Using colClasses and choosing fread arguments at the same time
I am trying to load in a small number of fields from a tab delimited file with many unused fields using fread
in a batch data.table
.
For this purpose, I am using a parameter select
which is great for reading in columns.
However, when I do not specify the classes of the different fields, the auto selector does not work (most / all numeric variables end up being read as numeric digits like 1.896916e-316
).
To fix this, my first instinct was to change the code:
DT <- fread("data.txt", select = c ("V1", "V2", ..., "Vn"))
to
DT <- fread("data.txt", select = c("V1", "V2", ..., "Vn"),
colClasses = c("numeric", ..., "character"))

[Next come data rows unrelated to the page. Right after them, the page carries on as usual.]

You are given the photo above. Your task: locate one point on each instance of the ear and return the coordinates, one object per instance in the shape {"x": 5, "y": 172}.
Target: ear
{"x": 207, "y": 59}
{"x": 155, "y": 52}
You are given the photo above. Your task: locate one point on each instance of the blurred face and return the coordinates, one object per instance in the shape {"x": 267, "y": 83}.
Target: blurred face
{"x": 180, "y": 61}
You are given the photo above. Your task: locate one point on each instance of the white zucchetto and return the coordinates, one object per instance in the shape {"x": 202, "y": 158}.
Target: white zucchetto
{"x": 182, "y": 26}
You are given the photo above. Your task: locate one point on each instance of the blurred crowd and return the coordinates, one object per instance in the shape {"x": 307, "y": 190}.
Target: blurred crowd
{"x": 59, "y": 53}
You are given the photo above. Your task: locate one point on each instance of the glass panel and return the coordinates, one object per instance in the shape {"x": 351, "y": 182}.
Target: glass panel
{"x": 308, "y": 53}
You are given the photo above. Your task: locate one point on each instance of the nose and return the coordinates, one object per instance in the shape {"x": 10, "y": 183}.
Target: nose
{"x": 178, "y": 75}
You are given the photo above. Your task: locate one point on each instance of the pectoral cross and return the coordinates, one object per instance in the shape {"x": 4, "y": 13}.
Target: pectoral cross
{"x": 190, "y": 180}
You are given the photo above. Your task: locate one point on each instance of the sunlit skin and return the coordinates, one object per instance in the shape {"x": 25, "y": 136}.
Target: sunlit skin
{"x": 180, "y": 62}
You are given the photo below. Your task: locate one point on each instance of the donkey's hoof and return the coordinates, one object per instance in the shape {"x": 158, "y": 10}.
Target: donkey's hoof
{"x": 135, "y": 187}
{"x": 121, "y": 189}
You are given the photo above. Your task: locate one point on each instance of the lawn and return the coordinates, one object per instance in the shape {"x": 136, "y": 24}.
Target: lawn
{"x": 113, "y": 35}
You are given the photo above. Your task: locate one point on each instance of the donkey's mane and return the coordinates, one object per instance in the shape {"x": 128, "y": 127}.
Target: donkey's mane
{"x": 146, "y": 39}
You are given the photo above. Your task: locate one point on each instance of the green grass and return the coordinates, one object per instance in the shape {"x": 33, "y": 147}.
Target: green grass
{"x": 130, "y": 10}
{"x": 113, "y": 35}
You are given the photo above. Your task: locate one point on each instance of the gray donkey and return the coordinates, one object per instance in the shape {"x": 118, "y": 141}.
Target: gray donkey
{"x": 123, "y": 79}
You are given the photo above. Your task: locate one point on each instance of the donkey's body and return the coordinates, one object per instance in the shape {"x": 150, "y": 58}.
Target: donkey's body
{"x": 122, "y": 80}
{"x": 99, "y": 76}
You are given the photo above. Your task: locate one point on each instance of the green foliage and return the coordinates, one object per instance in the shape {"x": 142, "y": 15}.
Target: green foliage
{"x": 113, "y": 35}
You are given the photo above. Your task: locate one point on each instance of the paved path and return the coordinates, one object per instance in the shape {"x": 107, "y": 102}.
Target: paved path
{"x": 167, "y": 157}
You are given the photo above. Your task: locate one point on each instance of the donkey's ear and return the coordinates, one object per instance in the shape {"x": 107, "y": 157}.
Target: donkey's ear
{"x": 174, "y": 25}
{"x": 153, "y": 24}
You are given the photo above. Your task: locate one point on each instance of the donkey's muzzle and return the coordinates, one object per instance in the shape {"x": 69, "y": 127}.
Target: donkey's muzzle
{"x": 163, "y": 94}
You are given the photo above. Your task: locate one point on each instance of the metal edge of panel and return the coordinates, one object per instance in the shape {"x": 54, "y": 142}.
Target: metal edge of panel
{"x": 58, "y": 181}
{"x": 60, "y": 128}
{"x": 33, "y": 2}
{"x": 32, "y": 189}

those. match a character character select
with a character vector of colClasses
equal length, with (obviously) the type of the i-th selected field from the selected set equal to the i-th element colClasses
.
However, it fread
doesn't look like this - even if used select
, colClasses
expects a character vector with as many fields as a WHOLE file:
Error in
fread("data.txt", select = c("V1", "V2", ..., "Vn",
:colClasses
has no title and length 25, but has 256 columns. See?data.table
for usecolClasses
.
It might be okay if I only had to do it with one file - I just laid out the rest of the char with "character"
(or any other type) because they get re-flipped anyway.
However, I plan on repeating this process 13 times or so on files corresponding to different years - they have the same column names, but appear to appear in different orders (and different number of columns from year to year). which destroys the ability to cycle (and also takes much longer).
The following worked, but hardly seem to be efficient (coding):
DT <- fread("data.txt", select=c("V1", "V2", "V3"),
colClasses = c(V1 = "factor", V2 = "character", V3 = "numeric"))
This is a pain because I am taking 25 columns, so a huge block of code defining the column types is used for this. I cannot use rep
to save space, for example.
colClasses = c(rep("character", times = 3), rep("numeric", times = 20))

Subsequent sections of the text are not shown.